“I like the idea of movies having a magic element.”
BEVERLY HILLS, California - Christian Bale does not like to talk about himself and what he called “the extremely silly profession” of acting. But he is putting up with the scrutiny for the sake of his new movie, “The Fighter.”
Directed by David O. Russell (“Three Kings”), the film, opening worldwide this winter and spring, is a long-nursed passion project of Mark Wahlberg, who served as producer and stars as Micky Ward, a former boxing champ and local hero in the working-class city of Lowell, Massachusetts. But the meatiest role belongs to Mr. Bale, who plays Micky’s shiftless trainer and half brother, Dicky Eklund, whose own career derailed when he developed a drug habit.
Dicky is a departure of sorts for the Welsh-born Mr. Bale, 36, who has produced a series of haunted, inward performances in such movies as “Prestige,” “3:10 to Yuma” and “Public Enemies.” And in Christopher Nolan’s “Batman Begins” and “The Dark Knight” ? they are teaming for a third ? Mr. Bale made for a stoic superhero.
“One of the great things about Christian is his refreshing lack of ego,” Mr. Nolan said. “He figures out how he can be useful to the storytelling.”
Mr. Bale’s transformation into Dicky is of a piece with his other physical feats: embodying the buff, preening lunatic of “American Psycho” or the emaciated insomniac of “The Machinist,” for which he famously lost 27 kilograms.
“The Machinist” remains the most vivid example of Mr. Bale’s deep-dive approach to character immersion. It introduced him to what he called “a commitment level which I discovered I greatly enjoyed.” Shedding a third of his weight might seem the ghoulish ultimate in actorly masochism, but Mr. Bale speaks of it almost as a purification rite. “I’d felt a real staleness in the work and that rejuvenated me,” he said.
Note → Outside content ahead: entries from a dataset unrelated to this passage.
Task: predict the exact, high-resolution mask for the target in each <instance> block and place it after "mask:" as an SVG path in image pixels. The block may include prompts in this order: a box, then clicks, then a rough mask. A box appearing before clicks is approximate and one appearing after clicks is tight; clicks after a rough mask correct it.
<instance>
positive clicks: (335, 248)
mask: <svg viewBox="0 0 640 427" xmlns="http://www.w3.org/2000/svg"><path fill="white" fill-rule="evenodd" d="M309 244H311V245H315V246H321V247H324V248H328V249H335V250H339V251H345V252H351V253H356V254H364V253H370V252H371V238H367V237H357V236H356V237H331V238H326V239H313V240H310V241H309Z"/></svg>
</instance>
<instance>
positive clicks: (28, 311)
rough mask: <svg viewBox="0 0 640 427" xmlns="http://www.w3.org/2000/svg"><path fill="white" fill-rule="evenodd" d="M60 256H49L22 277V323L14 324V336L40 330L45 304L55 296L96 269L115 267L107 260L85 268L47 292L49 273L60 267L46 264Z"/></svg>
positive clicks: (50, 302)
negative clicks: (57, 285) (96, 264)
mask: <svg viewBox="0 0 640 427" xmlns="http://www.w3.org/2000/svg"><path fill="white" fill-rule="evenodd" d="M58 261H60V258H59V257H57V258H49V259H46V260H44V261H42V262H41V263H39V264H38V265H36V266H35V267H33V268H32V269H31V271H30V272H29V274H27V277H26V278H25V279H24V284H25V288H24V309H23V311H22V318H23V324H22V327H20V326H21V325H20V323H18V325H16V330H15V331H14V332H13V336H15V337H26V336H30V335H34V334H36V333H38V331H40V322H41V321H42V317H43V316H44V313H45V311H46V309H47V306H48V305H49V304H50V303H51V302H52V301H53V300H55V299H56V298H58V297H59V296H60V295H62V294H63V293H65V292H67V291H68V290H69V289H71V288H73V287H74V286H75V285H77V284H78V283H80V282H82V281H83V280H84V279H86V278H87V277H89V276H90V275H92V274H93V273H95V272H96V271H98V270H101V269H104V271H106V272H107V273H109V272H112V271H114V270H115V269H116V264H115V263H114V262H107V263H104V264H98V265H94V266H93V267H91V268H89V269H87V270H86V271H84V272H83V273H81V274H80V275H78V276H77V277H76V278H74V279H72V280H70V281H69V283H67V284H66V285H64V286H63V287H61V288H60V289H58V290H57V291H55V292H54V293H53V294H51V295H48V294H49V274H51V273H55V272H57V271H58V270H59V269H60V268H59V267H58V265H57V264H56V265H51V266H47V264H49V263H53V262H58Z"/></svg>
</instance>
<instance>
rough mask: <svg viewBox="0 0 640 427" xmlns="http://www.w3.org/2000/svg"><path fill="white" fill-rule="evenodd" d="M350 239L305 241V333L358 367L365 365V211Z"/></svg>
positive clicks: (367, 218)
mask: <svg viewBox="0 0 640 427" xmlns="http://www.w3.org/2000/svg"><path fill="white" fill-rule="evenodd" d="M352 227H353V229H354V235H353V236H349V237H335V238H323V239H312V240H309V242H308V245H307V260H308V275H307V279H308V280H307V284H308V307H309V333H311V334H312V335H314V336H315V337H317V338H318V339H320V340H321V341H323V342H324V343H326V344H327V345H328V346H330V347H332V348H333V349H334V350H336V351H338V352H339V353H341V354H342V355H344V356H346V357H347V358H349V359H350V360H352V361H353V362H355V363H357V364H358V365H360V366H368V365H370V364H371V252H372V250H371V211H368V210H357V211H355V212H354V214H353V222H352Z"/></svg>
Mr. Russell marveled at Mr. Bale’s dedication to staying in character while shooting “The Fighter.” “I don’t know what I do,” Mr. Bale said. “If other people look at that as staying in character, I’ll take their word for it.” (Last year a recording of Mr. Bale exploding on the set of “Terminator: Salvation” was leaked ; the 10-minute tirade is delivered in the American accent he adopted for that film.)
“I kind of slowly do it,” he said of his acting method, “like a frog that you stick in cold water and slowly turn up the heat so it never knows it’s being boiled alive.”
Mr. Bale ‘s breakout role came when he was 13, in Steven Spielberg’s “Empire of the Sun.” Batman gave him new clout, and new challenges. In shooting Werner Herzog’s prisoner of war drama “Rescue Dawn” in the jungles of Thailand, he ate maggots and wrestled snakes. Which is as good as it gets for an actor, Mr. Bale said: “I can’t control the end result,” he said, “so I look at the process as an incredible opportunity to have experiences and test yourself.”
Mr. Bale’s views on artistic privacy are related to his faith that an anonymous actor is a more credible shape shifter. “I like the idea of movies having a magic element,” he said.
“How many times have you seen an actor in a movie who you know only as the character? It’s wonderful, isn’t it?”
He guards his personal life ? he and his wife , Sibi Blazic, have a 5-year-old daughter ? and save for the “Terminator” blow-up and allegations of verbal assault on his mother and sister in 2008 (the charges were dropped), he has not gotten much tabloid attention.
“A movie star is someone people look at and go, ‘I want to be like that person,’ ” Mr. Bale said. “There’s the responsibility of desire. It’s not something I’m interested in trying."